Contraception is a woman's problem- men needn't concern themselves with it... |
In
Body Messages and Body Meanings’, Wykes Gunther explores the meaning of such
representations:
“It is important to think what such representations say
about our society and its attitudes towards women and how the media might be
actively engaged in reproducing and legitimating ideas about femininity that
neither comply with the reality of their experience and potential nor combat
the ongoing inequities, abuses and self-violations which are the familiar everyday
business of women’s lives.” (220)
The fact
that men don’t need to concern themselves with birth control is the perfect
example of their hierarchical power in society: that it’s not even a question
whether or not they should be subject to such a sacrifice—the burden falls
solely on women, who are as usual treated like second class citizens in the
matter. Men don’t have to think about being responsible for birth control
because they control the legislation that places it firmly on the woman’s back.
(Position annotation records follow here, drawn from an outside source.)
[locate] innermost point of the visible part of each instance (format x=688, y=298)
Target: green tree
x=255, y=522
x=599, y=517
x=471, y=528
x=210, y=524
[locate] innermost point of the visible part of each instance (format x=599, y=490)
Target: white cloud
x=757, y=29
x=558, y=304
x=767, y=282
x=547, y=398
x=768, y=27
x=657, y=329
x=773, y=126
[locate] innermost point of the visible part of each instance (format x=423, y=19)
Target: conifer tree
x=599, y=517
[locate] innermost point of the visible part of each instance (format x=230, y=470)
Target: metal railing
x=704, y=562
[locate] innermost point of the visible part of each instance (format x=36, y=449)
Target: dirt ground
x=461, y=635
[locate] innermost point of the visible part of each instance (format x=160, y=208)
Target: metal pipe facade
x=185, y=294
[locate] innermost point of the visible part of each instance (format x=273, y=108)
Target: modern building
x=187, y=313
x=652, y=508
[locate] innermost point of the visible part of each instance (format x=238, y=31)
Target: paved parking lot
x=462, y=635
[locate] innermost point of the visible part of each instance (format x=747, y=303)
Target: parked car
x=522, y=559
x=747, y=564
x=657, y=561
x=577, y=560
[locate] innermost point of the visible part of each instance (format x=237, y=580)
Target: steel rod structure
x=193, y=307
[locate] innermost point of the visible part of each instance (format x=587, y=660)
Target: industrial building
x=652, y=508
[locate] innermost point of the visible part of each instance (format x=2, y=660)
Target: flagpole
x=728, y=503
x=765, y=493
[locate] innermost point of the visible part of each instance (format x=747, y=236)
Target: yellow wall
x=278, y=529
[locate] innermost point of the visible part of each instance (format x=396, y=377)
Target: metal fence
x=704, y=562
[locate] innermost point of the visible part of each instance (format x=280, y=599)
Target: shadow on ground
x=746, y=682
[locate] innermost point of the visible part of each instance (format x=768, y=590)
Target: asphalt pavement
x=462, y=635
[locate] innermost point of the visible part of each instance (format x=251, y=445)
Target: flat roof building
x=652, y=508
Roxane Gay plainly states this in ‘The Alienable Rights of Women’:
What often goes unspoken in this conversation is how
debates about birth control and reproductive freedom continually force the
female body into being a legislative matter because men refuse to assume their
fair share of responsibility for birth control. Men refuse to allow their
bodies to become a legislative matter because they have that (inalienable)
right. The drug industry has no real motivation to develop a reversible method
of male birth control because forcing this burden on women is so damn
profitable. Americans spent $5 billion on birth control in 2011…Men don’t want
the responsibility of birth control. Why would they? They see what the
responsibility continues to cost women publicly and privately.”
A
long-running joke among women concerning reproductive rights and contraception,
is that if the roles were reversed and men could get pregnant, you could get
abortions and birth control from a vending machine. I believe this is 100%
true. They don’t have to deal with the burden because they hold the legislative
and social power, even though it would make just as much sense medically, if
not more, for men to take some form of male birth control.
In
her piece, ‘Women of Color and the Reproductive Rights Movement’, Jennifer
Nelson references the Redstockings’ astute analysis of our patriarchal society,
which stated that the root of women’s oppression is found in the lack of
control of their bodies. The entire women’s movement was able to progress
because of access to birth control and abortion—women were no longer tied to
the home and childrearing, they could enter into the workforce as productive
and independent members of society. Access to these basic reproductive rights
was fought so hard, unless you belonged to a minority population. White women
are historically misrepresented as the face of the reproductive rights
movement, when in fact African American and Puerto Rican women were the trail
blazers. Jennifer Nelson focuses on this in her writing, addressing the horrors
of population control through sterilization and the use of botched abortions as
a means of genocide against an entire generation of Puerto Rican Women.
There
are so many different lenses through which women’s bodies are policed;
politically, superficially, legally, commercially. All of them reflect the
imbalance of our patriarchal power structure and the inhumane treatment of
women as objectified second-class citizens. We must shift this horrifying
reality by voting more women into office and continuing the fight for our basic
human rights and interests in this country—a fight that is clearly far from over.